The udevadm above will hang for quite a long time (at least a few minutes).

Additional info:

I ran udevadm under strace.  The full strace is attached, but the bit where
it hangs just does this over and over:

access("/run/udev/queue", F_OK)         = 0
poll([{fd=3, events=POLLIN}], 1, 1000)  = 0 (Timeout)
access("/run/udev/queue", F_OK)         = 0
poll([{fd=3, events=POLLIN}], 1, 1000)  = 0 (Timeout)

Comment 1 Richard W.M. Jones 2015-05-27 21:02:04 UTC
Well, maybe this *doesn't* have anything to do with having lots of
disks.  Adjusting the number of disks down to just one gives me the
same problem.

I suspect this is going to turn out to be either a libguestfs thing
or `udev --daemon' being further broken somehow.

Comment 2 Richard W.M. Jones 2015-05-27 21:03:55 UTC
Running the second command:

parted -s -- /dev/sda mkpart primary 64s 127s

causes /run/udev/queue to be created, and that file never
gets deleted.  Can that be right?  It seems as if udevadm settle
is expecting the file to be deleted.

Comment 3 Richard W.M. Jones 2015-05-27 21:14:01 UTC
OK, reading the mailing list now.  I'm going to try out:

commit 86c3bece38bcf55da6387d20c6f01da9ad0284dc (HEAD, origin/master, origin/HEAD, master)
Author: Tom Gundersen <teg@jklm.no>
Date:   Wed May 27 18:39:36 2015 +0200

    udevd: fix SIGCHLD handling in --daemon mode
    
    We were listening for SIGCHLD in the wrong process.

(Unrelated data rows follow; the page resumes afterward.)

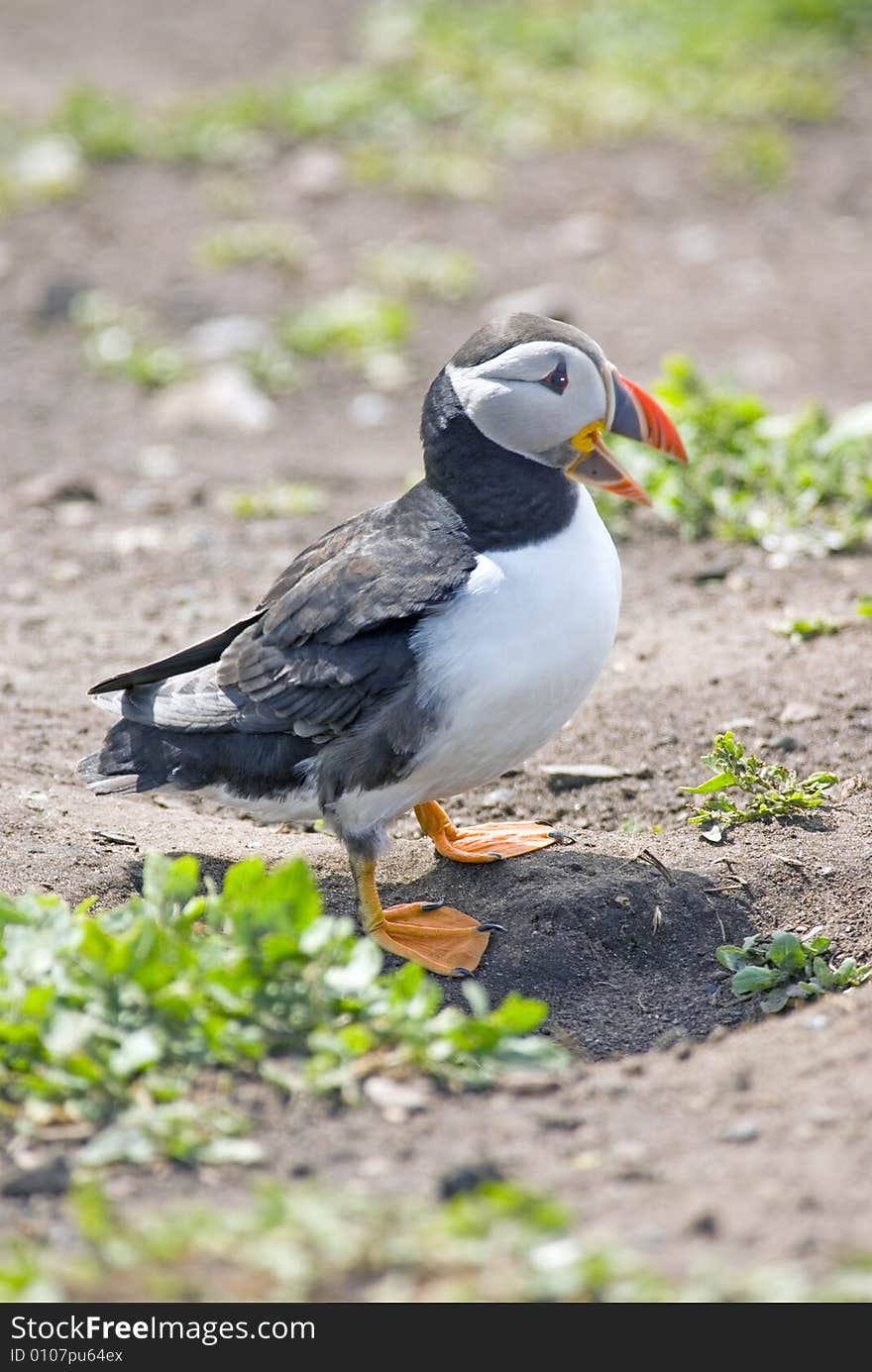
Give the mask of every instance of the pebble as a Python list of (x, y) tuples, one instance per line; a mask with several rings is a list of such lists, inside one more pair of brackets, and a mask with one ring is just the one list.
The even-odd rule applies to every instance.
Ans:
[(564, 258), (596, 257), (612, 233), (604, 214), (571, 214), (555, 224), (551, 237), (556, 251)]
[(845, 410), (832, 428), (816, 440), (814, 446), (818, 453), (828, 453), (847, 439), (867, 438), (869, 434), (872, 434), (872, 401), (865, 401), (862, 405), (854, 405), (853, 409)]
[(770, 748), (777, 748), (783, 753), (802, 753), (805, 752), (805, 744), (795, 734), (779, 734), (769, 744)]
[(168, 443), (150, 443), (140, 449), (136, 465), (150, 482), (169, 482), (181, 471), (179, 454)]
[(12, 161), (12, 177), (25, 191), (49, 193), (74, 189), (85, 167), (78, 144), (63, 134), (34, 139)]
[(221, 314), (203, 320), (188, 331), (184, 351), (194, 362), (225, 362), (240, 353), (253, 353), (269, 338), (262, 320), (250, 314)]
[(213, 366), (194, 381), (169, 386), (151, 405), (158, 428), (168, 432), (264, 434), (277, 418), (269, 397), (232, 362)]
[(363, 391), (349, 405), (349, 420), (354, 428), (378, 428), (390, 412), (390, 405), (378, 391)]
[(113, 534), (113, 547), (119, 557), (132, 553), (152, 553), (163, 543), (163, 531), (157, 524), (133, 524)]
[(721, 1135), (721, 1139), (724, 1143), (754, 1143), (755, 1139), (759, 1139), (759, 1135), (761, 1128), (757, 1120), (751, 1120), (746, 1115), (728, 1125)]
[(650, 767), (629, 770), (611, 767), (608, 763), (542, 763), (540, 771), (549, 790), (575, 790), (580, 786), (593, 786), (597, 781), (617, 781), (622, 777), (651, 777)]
[(409, 1115), (427, 1109), (427, 1096), (419, 1085), (391, 1077), (367, 1077), (364, 1095), (389, 1124), (404, 1124)]
[(12, 1172), (0, 1187), (4, 1196), (63, 1195), (70, 1187), (70, 1165), (63, 1154), (38, 1168)]
[(704, 266), (721, 251), (717, 229), (711, 224), (684, 224), (673, 233), (673, 251), (680, 262)]
[(291, 184), (298, 195), (320, 200), (345, 185), (345, 163), (331, 148), (302, 148), (291, 161)]

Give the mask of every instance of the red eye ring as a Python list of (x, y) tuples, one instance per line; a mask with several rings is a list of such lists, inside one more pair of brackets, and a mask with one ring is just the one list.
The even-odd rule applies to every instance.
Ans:
[(558, 395), (563, 395), (566, 387), (570, 384), (570, 379), (566, 375), (566, 362), (563, 358), (558, 362), (553, 372), (544, 376), (540, 386), (547, 386), (549, 391), (556, 391)]

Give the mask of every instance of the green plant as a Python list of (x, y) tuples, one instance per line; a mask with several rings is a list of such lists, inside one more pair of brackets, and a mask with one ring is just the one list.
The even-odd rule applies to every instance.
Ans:
[(0, 929), (1, 1098), (30, 1126), (114, 1122), (130, 1155), (196, 1159), (216, 1133), (239, 1133), (236, 1117), (180, 1114), (207, 1067), (356, 1100), (374, 1073), (460, 1088), (563, 1061), (534, 1034), (541, 1002), (492, 1010), (468, 984), (464, 1014), (420, 967), (383, 973), (350, 919), (321, 912), (302, 862), (249, 859), (202, 892), (196, 859), (152, 853), (143, 895), (117, 910), (0, 896)]
[(287, 519), (317, 514), (327, 495), (309, 482), (272, 482), (251, 491), (227, 491), (221, 504), (238, 519)]
[(828, 619), (825, 615), (816, 615), (814, 619), (790, 619), (784, 624), (777, 624), (773, 632), (781, 638), (790, 638), (794, 643), (807, 643), (812, 638), (828, 638), (838, 634), (842, 624)]
[(63, 1221), (27, 1217), (26, 1236), (0, 1258), (0, 1301), (206, 1302), (216, 1281), (224, 1299), (244, 1302), (846, 1302), (872, 1294), (862, 1251), (816, 1281), (773, 1264), (677, 1281), (578, 1232), (551, 1196), (497, 1179), (438, 1203), (297, 1183), (264, 1185), (236, 1205), (135, 1207), (87, 1180)]
[(711, 386), (684, 357), (665, 361), (658, 392), (688, 449), (687, 468), (637, 446), (625, 451), (685, 538), (743, 539), (783, 557), (869, 539), (872, 434), (831, 434), (817, 407), (770, 418), (757, 397)]
[(185, 372), (177, 348), (148, 336), (150, 325), (140, 310), (102, 291), (76, 295), (70, 318), (84, 335), (85, 357), (96, 372), (126, 377), (144, 390), (170, 386)]
[(286, 272), (298, 272), (303, 259), (303, 240), (291, 224), (271, 220), (246, 220), (213, 229), (196, 244), (196, 258), (205, 266), (227, 268), (266, 263)]
[(798, 1000), (812, 1000), (828, 991), (860, 986), (872, 975), (872, 967), (845, 958), (838, 967), (827, 959), (831, 941), (820, 927), (805, 938), (779, 930), (775, 934), (751, 934), (739, 948), (721, 944), (715, 956), (733, 973), (731, 988), (740, 1000), (762, 996), (761, 1008), (775, 1014)]
[(435, 243), (390, 243), (364, 258), (367, 276), (385, 291), (463, 300), (475, 287), (475, 259)]
[(349, 287), (287, 316), (279, 325), (279, 340), (306, 357), (339, 353), (360, 358), (398, 347), (409, 329), (411, 316), (401, 300)]
[[(691, 815), (691, 823), (702, 825), (702, 834), (710, 842), (720, 842), (735, 825), (787, 819), (817, 809), (839, 781), (834, 772), (812, 772), (799, 781), (790, 767), (764, 763), (746, 752), (731, 733), (717, 735), (703, 761), (714, 775), (699, 786), (682, 786), (681, 790), (706, 797)], [(737, 804), (728, 792), (740, 792), (746, 803)]]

Comment 4 Richard W.M. Jones 2015-05-28 08:00:49 UTC
Yes, commit 86c3bece38bcf55da6387d20c6f01da9ad0284dc fixes
the problem.  I'm going to push an updated systemd package
which includes this extra patch.

Comment 5 Richard W.M. Jones 2015-05-28 08:03:34 UTC
http://koji.fedoraproject.org/koji/taskinfo?taskID=9860572